I learned on Friday that my younger sister is dying. In truth her poor health has been devouring her for years so it’s come as no surprise that her end is near. But it’s not until a doctor begins to talk to you about months or even weeks that the horrible reality of someone’s death hits hard. It takes your breath away; it grabs you in the gut and twists you up with a physical pain knowing that one more person who you love is going away.
My sister wasn’t an easy person to live with. She was very stubborn and she flaunted rules and regulations. Life for her was about fun. Yesterday I was talking to my oldest son and I told him in my view his aunt was the penultimate Peter Pan. He totally agreed that was a great description for her–Peter Pan. And until rheumatoid arthritis robbed her of her future she embraced that childish view of life completely and life was totally about play, having fun and living on the edge.
In addition to the the RA that entered her life in her late twenties–one other thing happened that prompted her to take the biggest step to grow up and change her life style: the birth of her only child Michael. Nothing before so moved her to embrace stability, try and follow the rules. From that point on everything was about Michael and she tried harder than she ever tried in her life to create a supportive loving home for him.

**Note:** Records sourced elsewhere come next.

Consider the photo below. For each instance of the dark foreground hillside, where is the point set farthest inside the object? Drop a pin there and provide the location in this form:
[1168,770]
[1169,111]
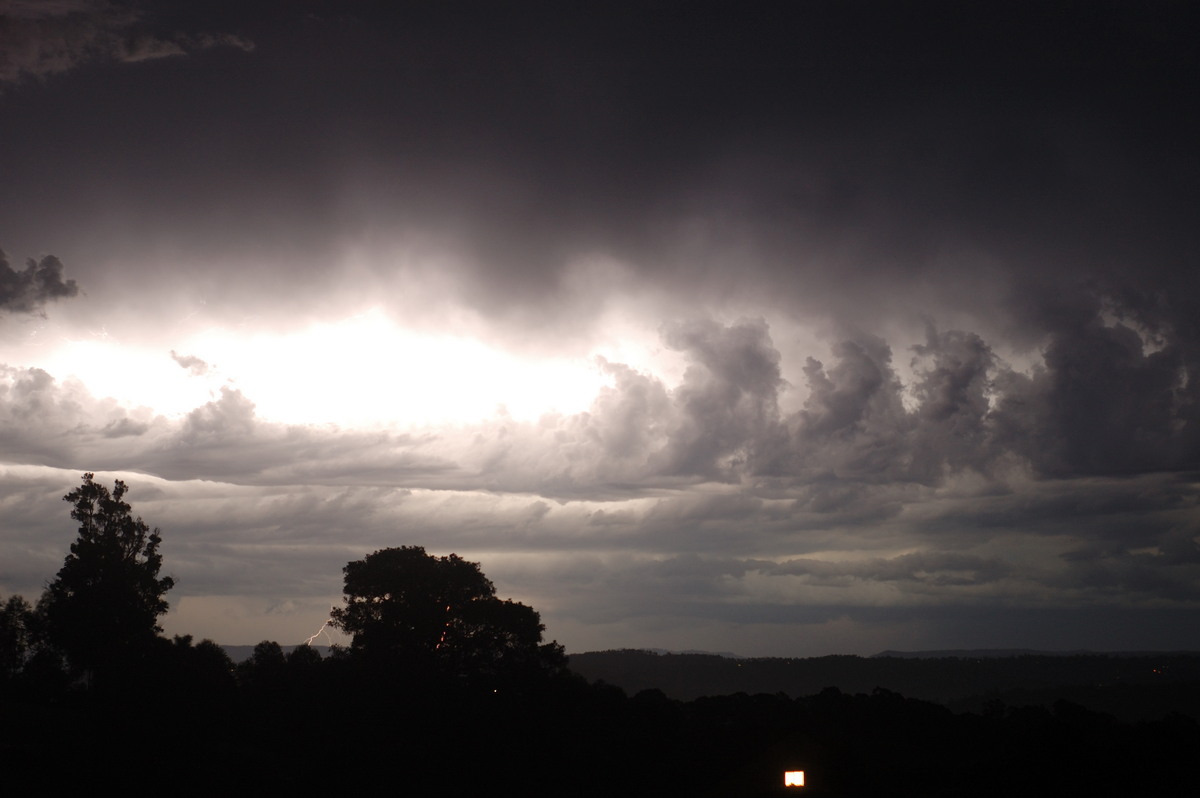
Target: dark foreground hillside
[312,725]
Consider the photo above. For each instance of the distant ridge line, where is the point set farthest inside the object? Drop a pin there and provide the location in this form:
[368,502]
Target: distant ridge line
[978,653]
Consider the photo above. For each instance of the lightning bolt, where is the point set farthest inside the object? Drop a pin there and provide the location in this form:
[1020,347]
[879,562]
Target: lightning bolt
[444,630]
[323,630]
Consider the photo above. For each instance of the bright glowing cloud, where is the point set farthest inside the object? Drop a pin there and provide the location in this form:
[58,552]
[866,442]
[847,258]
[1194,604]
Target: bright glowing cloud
[369,371]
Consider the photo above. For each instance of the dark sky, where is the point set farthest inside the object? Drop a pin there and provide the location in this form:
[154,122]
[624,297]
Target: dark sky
[790,328]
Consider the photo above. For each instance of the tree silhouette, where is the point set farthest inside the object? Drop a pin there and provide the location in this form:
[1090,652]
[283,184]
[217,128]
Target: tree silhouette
[102,609]
[16,635]
[439,613]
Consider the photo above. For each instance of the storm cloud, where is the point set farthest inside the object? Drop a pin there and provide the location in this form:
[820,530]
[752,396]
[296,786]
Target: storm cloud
[784,330]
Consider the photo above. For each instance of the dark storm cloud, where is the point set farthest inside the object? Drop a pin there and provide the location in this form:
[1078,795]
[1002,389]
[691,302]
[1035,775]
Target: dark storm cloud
[196,366]
[41,37]
[31,288]
[963,402]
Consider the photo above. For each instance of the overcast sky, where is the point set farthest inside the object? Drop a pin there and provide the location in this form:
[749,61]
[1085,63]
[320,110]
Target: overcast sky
[781,329]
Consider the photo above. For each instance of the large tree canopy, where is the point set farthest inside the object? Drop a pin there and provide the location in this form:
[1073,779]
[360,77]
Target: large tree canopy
[102,609]
[407,607]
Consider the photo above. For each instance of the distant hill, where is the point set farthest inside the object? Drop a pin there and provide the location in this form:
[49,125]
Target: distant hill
[1133,687]
[243,653]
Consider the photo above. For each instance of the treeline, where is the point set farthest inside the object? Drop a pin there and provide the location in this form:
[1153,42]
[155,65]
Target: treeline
[448,690]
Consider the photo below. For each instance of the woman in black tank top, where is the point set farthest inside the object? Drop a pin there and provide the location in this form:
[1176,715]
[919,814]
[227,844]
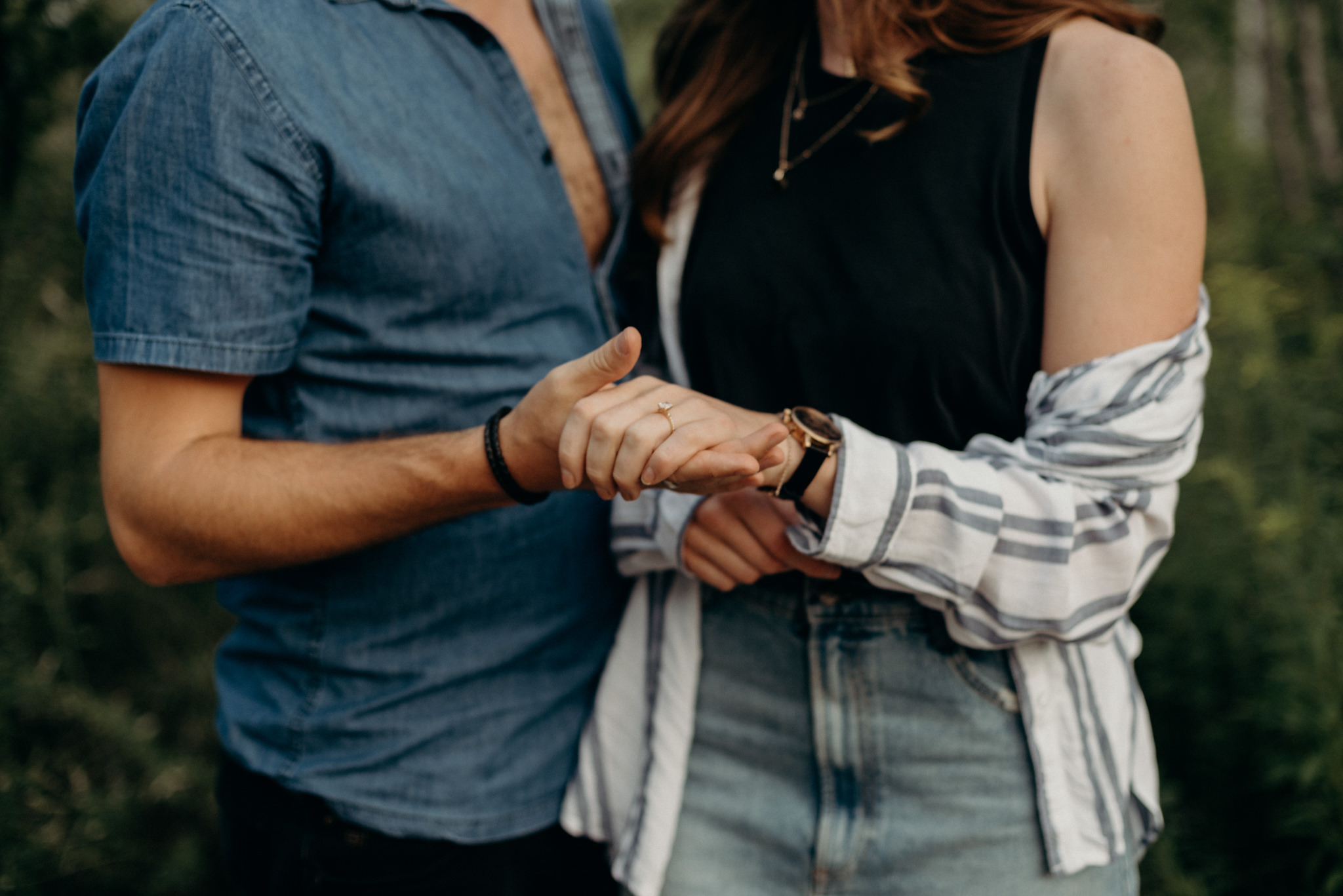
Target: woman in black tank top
[1037,207]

I’m going to Florida to see my sister in two weeks. It will very likely be the last time I will talk to her in person. I’m thinking a lot right now what I want to say to her. My list is sure to grow but so far here’s a few things:
- Even though you never smiled very well in your school pictures your mechanical grin was endearing and signaled a lot about the way you would face life when it got tough—tenacious, firm resolution, you just have to grin and bear what comes along.
- You believed in right and wrong. Sometimes the way you would define what was right and wrong seemed convoluted but your sense of accountability and the checks and balances in life was a compass for you.
- Your faith has grown strong as your body has grown weaker. You are seeing beyond the struggles of the “now” and holding firm to your belief in the “here after” and it brings me comfort to know that is holding you firm right now.
- Long after daddy was unable to do much for us as a “father” as he aged–his visits to see you was something that made him feel like he was still taking care of his daughters. You were able to give daddy something that Barb and I couldn’t. Thank you for making him be so needed.
- I have no idea how you’ve been able to see past the narrow confines of the room that has been your home for so many years–and to view the outside world through one window. I would never be able to accept that in my own life–it speaks to a strength of character and will much stronger than mine.
You’re my sister and soon you will be gone. What more is there to say….just…you’re my sister and I love you.